FREQUENTLY ASKED QUESTIONS:
I suggest using lump or jumbo lump crab meat for this recipe if you can. However, claw crabmeat can also be used. I do not suggest using imitation crab.
My personal favorites are some macaroni salad, potato salad and/or cole slaw. Some other options include: grilled or roasted vegetables, broccoli salad or even a corn and sausage chowder.
You will get the best crust on the outside if you fry them. You can do this in butter or a little oil, lard or bacon grease. You can bake them but frying gives the crab cakes a slightly crunchy exterior with a tender interior.
Tartar sauce is the obvious choice. However, if you are not a fan of tartar sauce then I suggest that you can also use cocktail sauce, remoulade, or garlic aioli.
Place your cooled Southern Crab Cakes in an airtight container and they will keep in the refrigerator for up to 2 days. They can also be frozen. Place cooled crab cakes in a freezer bag or freezer-safe container and they will keep in the freezer for up to 3 months.
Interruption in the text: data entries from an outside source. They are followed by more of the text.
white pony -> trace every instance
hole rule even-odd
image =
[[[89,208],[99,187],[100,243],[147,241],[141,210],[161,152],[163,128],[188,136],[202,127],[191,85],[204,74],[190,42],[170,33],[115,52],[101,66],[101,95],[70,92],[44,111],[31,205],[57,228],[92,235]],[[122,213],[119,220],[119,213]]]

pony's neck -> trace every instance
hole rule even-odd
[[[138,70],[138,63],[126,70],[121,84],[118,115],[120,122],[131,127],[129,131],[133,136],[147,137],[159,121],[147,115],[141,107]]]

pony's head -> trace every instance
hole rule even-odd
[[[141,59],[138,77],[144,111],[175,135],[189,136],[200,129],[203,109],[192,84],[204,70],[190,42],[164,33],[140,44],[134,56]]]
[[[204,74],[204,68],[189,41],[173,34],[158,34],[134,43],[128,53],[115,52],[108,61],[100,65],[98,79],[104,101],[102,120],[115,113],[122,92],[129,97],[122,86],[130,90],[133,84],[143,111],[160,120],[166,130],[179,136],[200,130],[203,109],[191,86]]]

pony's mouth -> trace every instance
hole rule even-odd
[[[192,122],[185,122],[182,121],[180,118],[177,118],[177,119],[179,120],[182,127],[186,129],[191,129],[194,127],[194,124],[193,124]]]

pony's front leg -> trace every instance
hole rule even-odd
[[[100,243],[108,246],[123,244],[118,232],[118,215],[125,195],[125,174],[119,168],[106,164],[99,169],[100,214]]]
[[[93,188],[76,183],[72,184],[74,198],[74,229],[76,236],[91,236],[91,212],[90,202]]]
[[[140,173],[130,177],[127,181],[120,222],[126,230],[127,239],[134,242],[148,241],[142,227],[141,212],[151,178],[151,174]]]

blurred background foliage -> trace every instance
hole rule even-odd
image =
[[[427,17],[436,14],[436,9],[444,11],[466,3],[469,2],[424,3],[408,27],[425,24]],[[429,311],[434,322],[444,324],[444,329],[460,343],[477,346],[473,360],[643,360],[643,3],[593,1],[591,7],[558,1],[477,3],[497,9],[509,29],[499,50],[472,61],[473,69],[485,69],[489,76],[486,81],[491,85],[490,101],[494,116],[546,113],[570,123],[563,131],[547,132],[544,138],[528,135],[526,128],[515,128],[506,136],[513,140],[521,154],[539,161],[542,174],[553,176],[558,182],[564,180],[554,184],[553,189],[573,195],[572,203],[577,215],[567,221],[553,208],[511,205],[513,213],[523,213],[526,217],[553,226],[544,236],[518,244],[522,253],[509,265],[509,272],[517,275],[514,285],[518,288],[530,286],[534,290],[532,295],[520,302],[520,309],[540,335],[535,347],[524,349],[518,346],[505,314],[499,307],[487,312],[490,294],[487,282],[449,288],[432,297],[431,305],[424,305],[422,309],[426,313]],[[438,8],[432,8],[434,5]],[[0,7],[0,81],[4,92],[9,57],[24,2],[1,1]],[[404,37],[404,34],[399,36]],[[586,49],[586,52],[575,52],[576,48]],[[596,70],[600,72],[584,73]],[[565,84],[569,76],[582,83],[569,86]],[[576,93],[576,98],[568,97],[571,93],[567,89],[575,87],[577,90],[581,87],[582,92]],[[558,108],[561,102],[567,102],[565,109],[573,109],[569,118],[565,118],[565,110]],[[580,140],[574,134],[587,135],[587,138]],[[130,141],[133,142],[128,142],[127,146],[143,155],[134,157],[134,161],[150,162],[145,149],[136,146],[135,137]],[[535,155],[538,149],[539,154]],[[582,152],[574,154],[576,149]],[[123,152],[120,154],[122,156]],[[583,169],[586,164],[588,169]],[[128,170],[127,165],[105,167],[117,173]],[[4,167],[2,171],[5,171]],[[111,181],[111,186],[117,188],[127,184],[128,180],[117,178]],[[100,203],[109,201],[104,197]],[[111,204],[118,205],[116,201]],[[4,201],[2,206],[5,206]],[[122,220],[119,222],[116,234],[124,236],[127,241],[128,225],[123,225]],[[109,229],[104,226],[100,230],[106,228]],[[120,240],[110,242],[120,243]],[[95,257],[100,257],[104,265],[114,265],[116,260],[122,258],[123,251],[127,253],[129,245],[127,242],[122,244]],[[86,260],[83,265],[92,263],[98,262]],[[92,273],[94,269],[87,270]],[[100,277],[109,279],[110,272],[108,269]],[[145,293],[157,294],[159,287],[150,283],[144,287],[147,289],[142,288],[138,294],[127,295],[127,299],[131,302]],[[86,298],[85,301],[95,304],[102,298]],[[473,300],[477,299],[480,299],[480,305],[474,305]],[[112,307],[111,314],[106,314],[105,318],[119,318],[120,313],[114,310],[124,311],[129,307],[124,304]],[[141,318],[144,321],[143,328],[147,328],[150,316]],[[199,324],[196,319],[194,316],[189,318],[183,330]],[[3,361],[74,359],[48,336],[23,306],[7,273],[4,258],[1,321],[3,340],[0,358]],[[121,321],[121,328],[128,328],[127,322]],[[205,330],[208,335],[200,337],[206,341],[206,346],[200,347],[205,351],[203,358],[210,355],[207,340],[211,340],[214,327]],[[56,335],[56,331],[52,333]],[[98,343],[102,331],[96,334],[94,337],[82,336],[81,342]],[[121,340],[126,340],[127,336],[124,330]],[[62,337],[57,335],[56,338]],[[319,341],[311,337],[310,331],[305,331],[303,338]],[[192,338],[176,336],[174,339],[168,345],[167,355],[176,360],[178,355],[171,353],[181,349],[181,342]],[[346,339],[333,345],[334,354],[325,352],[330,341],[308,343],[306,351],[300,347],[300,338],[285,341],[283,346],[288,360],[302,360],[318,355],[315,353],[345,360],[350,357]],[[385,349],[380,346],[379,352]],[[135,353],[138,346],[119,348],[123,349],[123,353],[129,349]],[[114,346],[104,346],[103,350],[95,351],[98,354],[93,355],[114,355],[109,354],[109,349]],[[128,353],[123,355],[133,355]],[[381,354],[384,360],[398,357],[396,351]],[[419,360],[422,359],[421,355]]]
To defrost, take out and leave in the refrigerator overnight.

INGREDIENTS NEEDED: (FULL RECIPE AT THE BOTTOM OF THE POST)
- lump crab meat
- egg
- all-purpose flour
- salt and pepper
- paprika
- salted butter

HOW TO MAKE SOUTHERN CRAB CAKES:
Pick through the crab meat checking for leftover pieces of shell. Try not to break up the lump crab meat too much as you do so (unless you like smaller chunks of meat). Add the crab meat to a bowl then add the beaten egg, 1 tablespoon of flour, salt, paprika, and black pepper. Stir gently until combined.

Form the mixture into 8 even-sized patties, packing them firmly. Place on a plate or sheet tray. Put the tray into the refrigerator to set for 30 minutes (this helps the crab cakes keep their shape while cooking).

Add the remaining ¼ cup flour on a plate. Very carefully place the crab cakes one at a time onto the flour and lightly coat them on both sides. Place them back onto the plate or sheet tray.

Place a large skillet over medium heat. Once the skillet is hot, add the butter and allow to melt. Fry the crab cakes for 3-4 minutes per side until lightly golden brown. Don’t overcrowd the pan and fry in batches if necessary.

Optional: serve topped with chopped parsley, lemon wedges, and tartar sauce.

Enjoy!

WANT MORE DELICIOUS RECIPES?

Southern Crab Cakes
Ingredients
- 16 ounces lump crab meat
- 1 large egg beaten
- ¼ cup + 1 tablespoon all-purpose flour divided
- ½ teaspoon salt
- ¼ teaspoon paprika
- ⅛ teaspoon black pepper
- 4 tablespoons butter
- fresh chopped parsley, for garnish optional
- Lemon wedges, for serving optional
- tartar sauce, for serving
Instructions
-
Pick through the crab meat checking for any leftover small bits of shell. Try not to break up any lumps too much (unless you like much smaller pieces of crab.)
-
Add the crab meat to a bowl then add the beaten egg, 1 tablespoon of flour, salt, paprika, and black pepper. Stir gently until combined.
-
Form the mixture into 8 even-sized patties, packing them firmly. Place on a plate or sheet tray.
-
Place the tray into the refrigerator to set for 30 minutes (doing this helps the crab cakes keep their shape while cooking).
-
Place the remaining ¼ cup flour on a plate. Very carefully place the crab cakes, one at a time, onto the flour and lightly coat them on both sides. Place them back onto the sheet tray.
-
Place a large skillet over medium heat. Once the skillet is hot, melt the butter.
-
Fry the crab cakes for about 3-4 minutes per side until lightly golden brown. Do not overcrowd the pan (you may have to dry in batches).
-
Optional: serve with chopped parsley, lemon wedges, and tartar sauce.
Notes
- Lump crab, jumbo lump crab and claw crab meat can all be used.
- Some other optional seasonings include: lemon pepper seasoning, Lawry’s seasoning salt or even a little minced onion.
- Imitation crab is not recommended.
- These can be frozen, see tips above on how to do that.
- Serve with tartar sauce, cocktail sauce, remoulade, or garlic aioli.